De wet van 26 juni 2002 voorziet dat het Fonds tot uitbetaling moet zijn overgegaan binnen de drie maanden vanaf de dag dat het Bijzonder comité deze wet  van toepassing heeft verklaard en waarop het individuele dossier van de werknemer en het dossier van de onderneming bij het Fonds volledig is. Deze bepaling zou de indruk kunnen wekken dat er drie voorwaarden cumulatief moeten voldaan worden opdat de termijn van drie maanden zou kunnen beginnen te lopen. Dit is echter niet het geval gezien de beslissing van het Bijzonder comité steeds impliciet inhoudt dat het ondernemingsdossier volledig is. Als algemene regel geldt dus dat zowel het ondernemingsdossier als het individueel dossier volledig moet zijn.  
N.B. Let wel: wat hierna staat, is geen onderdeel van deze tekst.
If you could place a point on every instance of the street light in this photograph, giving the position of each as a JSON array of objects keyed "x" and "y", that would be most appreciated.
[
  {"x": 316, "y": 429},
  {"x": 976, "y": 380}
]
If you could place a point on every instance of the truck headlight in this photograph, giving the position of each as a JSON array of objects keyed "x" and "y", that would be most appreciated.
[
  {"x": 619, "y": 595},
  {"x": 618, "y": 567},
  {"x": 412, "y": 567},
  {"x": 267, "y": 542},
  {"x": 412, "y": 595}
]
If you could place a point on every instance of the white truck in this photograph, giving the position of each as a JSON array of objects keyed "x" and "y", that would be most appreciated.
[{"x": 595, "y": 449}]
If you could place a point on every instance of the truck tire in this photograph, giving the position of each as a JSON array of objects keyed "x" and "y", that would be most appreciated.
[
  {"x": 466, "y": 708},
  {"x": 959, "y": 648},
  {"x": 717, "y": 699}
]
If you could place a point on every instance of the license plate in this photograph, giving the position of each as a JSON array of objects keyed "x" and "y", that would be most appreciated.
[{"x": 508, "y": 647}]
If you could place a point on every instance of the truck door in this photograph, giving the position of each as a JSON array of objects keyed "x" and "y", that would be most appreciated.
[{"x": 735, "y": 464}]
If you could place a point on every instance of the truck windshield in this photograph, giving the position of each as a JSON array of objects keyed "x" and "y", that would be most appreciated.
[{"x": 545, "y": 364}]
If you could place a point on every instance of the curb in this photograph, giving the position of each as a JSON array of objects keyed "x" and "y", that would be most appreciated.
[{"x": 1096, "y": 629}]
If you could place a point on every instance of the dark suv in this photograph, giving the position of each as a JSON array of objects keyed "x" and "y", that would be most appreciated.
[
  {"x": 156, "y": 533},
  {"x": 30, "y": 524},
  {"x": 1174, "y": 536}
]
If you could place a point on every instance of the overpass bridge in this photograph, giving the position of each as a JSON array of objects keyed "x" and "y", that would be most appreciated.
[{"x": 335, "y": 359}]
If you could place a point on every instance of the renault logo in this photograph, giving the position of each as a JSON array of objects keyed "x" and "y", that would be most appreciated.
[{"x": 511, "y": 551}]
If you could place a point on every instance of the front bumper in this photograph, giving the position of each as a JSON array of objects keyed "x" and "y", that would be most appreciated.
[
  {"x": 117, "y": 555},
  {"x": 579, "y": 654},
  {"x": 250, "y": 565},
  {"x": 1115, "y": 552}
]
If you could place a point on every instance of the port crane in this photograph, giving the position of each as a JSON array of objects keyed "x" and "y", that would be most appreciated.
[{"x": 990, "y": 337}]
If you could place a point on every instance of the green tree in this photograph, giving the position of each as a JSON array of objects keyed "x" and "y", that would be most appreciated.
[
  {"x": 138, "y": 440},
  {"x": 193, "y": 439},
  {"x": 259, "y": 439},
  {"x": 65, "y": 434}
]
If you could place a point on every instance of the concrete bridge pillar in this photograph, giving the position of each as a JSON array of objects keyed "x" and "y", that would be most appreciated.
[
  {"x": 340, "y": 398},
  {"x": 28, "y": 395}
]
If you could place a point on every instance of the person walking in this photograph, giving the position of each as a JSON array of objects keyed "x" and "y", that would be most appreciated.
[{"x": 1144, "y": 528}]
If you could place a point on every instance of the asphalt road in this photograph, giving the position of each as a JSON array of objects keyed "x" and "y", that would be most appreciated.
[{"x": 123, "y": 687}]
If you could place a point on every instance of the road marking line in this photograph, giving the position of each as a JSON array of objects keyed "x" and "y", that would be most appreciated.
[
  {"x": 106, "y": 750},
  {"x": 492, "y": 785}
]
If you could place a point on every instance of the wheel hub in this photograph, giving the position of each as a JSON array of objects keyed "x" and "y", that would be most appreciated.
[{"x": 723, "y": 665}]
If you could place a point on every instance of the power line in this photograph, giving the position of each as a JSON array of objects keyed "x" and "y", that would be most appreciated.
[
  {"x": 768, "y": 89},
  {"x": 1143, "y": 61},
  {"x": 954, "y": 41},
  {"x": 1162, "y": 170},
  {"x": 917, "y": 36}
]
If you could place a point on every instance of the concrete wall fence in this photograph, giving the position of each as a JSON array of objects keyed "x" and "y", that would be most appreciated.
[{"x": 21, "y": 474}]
Voor de betaling van de bedrijfstoeslag wordt de bestaande termijn van 60 dagen, te rekenen vanaf de dag waarop het individueel volledig dossier werd ingediend bij het Fonds, behouden. Dit is evenwel enkel het geval indien de bedrijfstoeslag wordt gevorderd op basis van het in gebreke blijven van de werkgever. Indien de onderneming echter het voorwerp uitmaakt van een sluiting, dan geldt net zoals voor de andere contractuele vergoedingen die het Fonds betaalt op grond van artikel 35 van de wet van 26 juni 2002, de hierboven omschreven termijn van 3 maanden. 

Indien het Fonds de betalingstermijn overschrijdt, stelt de wet van 26 juni 2002 dat er interesten verschuldigd zijn, vanaf de dag volgend op de laatste dag waarop de uitbetaling had moeten verricht zijn.